Further, there are a number of other states who have never, to the best of my knowledge, seriously engaged in nuclear weaponization programs, but who undoubtedly have the capacity to do so if they so chose. And they have chosen not to do so at least in part because of the strictures of the NPT, inclusive of Article VI. So again, simply because only five states within the NPT regime, and four states outside of it, have chosen to possess nuclear weapons and not to disarm themselves of them, does not mean that these are the only states that have had an opportunity or capacity to do so. Rather, in the case of the five NWS, their choice not to disarm merely constitutes treaty breach on their part, and should not be counted to their credit in keeping the rule in Article VI from becoming CIL.

I would offer as a perhaps imperfect but I think persuasive analogy the case of the Chemical Weapons Convention. I may be wrong, but I doubt that many would argue that the CWC rule prohibiting possession of chemical weapons has not entered into the corpus of customary law, at least since the establishment of the CWC in 1997. However, while by far most states parties to the CWC have or are in the process of disarming themselves of their CW stockpiles, there are still states, both CWC parties and non-parties, who possess or are suspected of possessing CW. Would we say that these CW possessing states both inside and outside of the CWC are states “specially affected” by the prohibition of CW because of this possession, and that they therefore should have a disproportionate influence on the creation of a parallel rule of CIL? I don’t think so. I think we would say simply that state practice and opinio juris do not have to be universal for a rule of CIL to develop, and that in this case there is a supermajority of states who do manifest these elements, and that therefore those that do not are nevertheless bound by the rule which has developed thereby. And furthermore that those within the CWC that possess CW in contravention of the treaty’s terms are merely in violation of the treaty.
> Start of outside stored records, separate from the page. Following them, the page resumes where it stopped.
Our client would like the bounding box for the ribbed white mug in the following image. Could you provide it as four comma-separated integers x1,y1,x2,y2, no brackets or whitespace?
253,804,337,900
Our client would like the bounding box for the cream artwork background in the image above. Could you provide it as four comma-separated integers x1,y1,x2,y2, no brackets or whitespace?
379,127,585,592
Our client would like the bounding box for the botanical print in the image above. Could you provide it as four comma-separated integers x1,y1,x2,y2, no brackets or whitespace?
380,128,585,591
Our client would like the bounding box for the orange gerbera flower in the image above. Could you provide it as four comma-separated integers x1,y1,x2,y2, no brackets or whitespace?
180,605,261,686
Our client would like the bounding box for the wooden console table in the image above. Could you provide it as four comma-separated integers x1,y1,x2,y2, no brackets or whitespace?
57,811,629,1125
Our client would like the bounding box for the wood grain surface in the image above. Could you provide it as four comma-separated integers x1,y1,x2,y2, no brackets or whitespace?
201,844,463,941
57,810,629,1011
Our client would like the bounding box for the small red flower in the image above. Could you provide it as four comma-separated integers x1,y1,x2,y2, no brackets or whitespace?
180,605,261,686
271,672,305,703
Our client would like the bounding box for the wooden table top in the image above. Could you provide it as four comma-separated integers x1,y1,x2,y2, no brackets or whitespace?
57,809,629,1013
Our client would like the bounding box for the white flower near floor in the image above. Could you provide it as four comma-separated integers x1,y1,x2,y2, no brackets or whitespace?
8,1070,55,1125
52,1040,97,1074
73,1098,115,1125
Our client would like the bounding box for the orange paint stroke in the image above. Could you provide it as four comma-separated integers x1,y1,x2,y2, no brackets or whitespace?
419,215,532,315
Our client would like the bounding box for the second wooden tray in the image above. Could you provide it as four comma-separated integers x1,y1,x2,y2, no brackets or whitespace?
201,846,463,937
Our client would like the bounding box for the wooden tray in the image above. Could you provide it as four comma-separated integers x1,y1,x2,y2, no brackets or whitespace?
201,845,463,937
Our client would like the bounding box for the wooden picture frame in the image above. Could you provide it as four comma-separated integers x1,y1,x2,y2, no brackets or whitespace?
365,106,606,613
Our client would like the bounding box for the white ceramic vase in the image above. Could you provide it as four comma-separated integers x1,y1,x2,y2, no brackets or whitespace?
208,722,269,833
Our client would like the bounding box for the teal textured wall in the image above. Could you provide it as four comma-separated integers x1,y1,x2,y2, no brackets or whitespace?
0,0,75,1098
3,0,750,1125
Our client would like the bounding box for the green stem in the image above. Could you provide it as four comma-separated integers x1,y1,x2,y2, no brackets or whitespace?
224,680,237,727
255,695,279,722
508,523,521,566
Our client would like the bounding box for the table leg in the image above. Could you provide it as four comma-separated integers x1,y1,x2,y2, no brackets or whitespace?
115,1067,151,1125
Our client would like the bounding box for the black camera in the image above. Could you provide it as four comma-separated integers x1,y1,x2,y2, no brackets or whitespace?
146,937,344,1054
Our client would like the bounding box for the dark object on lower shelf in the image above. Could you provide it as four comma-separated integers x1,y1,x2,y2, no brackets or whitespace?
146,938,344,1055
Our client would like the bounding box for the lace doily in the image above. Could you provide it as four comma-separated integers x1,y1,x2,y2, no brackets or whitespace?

As I said in my previous post on this topic, in order to truly establish whether NPT Article VI has indeed entered into parallel customary international law, a rigorous empirical study would need to be made of state practice and opinio juris on this matter, which to my knowledge has not yet been made. Only after conducting such a study, looking at the state practice and opinio juris of both NPT parties and non-NPT parties, could any real conclusions be drawn about whether Article VI has persuasively been established as a rule of custom (BTW I titled this post as I did because I’m not sure one can make heads or tails of either Israel’s or North Korea’s opinio juris regarding nuclear disarmament. Israel doesn’t like to talk about the NPT, and North Korea is, well, nuts).

However, I do think that when that study is done, the points I have made about the possible application of the principle of “specially affected” states should be borne in mind. Again, I would argue that in the specific case of NPT Article VI, this principle is not properly applicable as a principle hindering the creation of parallel customary law.